The then Attorney General, Bill Barr, did go out of his way to tell RWC that his claim of fraud was "B.S." That, at least, is a qualified information source. That might bail you out. At the very least, it would be helpful to know that.

And you always have the Constitution, which spells out the process that Mike Pence had to go through to adhere to it and the rule of law on January 6--the process which over 160 Republican members of the House and seven members of the Senate nonetheless challenged after the riots. You might want to explain what that really means. If that process means nothing, you might want to say, then the Constitution means nothing and we have no basis for making any laws other than who has the most guns and can use them the best. Then look them in the eye and ask: Is that what you want?

But to put the Big Lie out there with false equivalency, pretending that it's as valid as the facts warrant, does nobody any good. It might get the wolves to go away for the moment, but does nothing for one's integrity. And you'd have to answer uncomfortable questions sometime later. Simple as that: Don't teach a lie. Normally, you could get fired for it. But this ain't normal. 

In some communities, I would think you could get away with a misleading moniker or two if you were excessively religiously afflicted--the derivation of many of the rioters, it turns out--and wanted to sneak in a comment or two: Not exactly say so, but put a few vague misdirections out there. A fellow in my department once told his classes that God won World War II. How patriotic. Can't prove otherwise, can you? I wonder if anybody called the principal.

I went through a tough spot in 2000, admittedly self-inflicted, when I had already made it clear, by putting up posters from the Democratic National Convention, at which I was a delegate (celebrating my real contribution to democracy, but naive about how people would take it), which candidate I supported. Parents pulled their kids out of my classes, but I survived. I didn't back off, though. I told the story straight, using the facts, whether people wanted to hear it or not.

In the middle of all this are other, sweeping, big-picture questions: What is truth? What are facts? What is verifiable proof that something happened (like, say, verified counts of the state votes)? Are all sources equal (no, of course not)? Who, and/or what, is it decent and fair and discursive to believe (Just anybody with a winning personality?)? What does it mean that you believe and accept things as fact (When do you stop reading and say to yourself, 'Okay, now I know'?)? You can drill down pretty far. Maybe this is the time to do it. It sure wouldn't hurt.

Was Cedarburg a Republican town? Remember--the first public rally held by John McCain and Sarah Palin after the national convention in 2008 was held there: Not in Milwaukee, not in Chicago, but in Cedarburg, pop. 13,000 or so. So I took on a wave of protest, rational or not. Even after I put an equal number of both sides' posters on the walls, it continued.
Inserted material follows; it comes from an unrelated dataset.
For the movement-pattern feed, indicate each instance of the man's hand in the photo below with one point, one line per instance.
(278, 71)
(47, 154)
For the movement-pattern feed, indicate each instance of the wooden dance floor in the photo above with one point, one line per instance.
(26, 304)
Lots of other teachers teach in lots of other conservative towns in Wisconsin and elsewhere. No doubt they're trying to deal with it all now. I wish them well. And I hope they are devoted to the truth and the provable facts, regardless of where they fall. 

In future years, this will have to be included in history books, too. What kind of report will be inserted? What will be left out so it would have to be additionally explained by teachers with integrity? 

It would be interesting to know. Like I said, I kind of wish I could teach it. Then again, maybe not.

Be well. Be careful. Wear a mask. One day closer to a vaccine. With some luck, I'll see you down the road.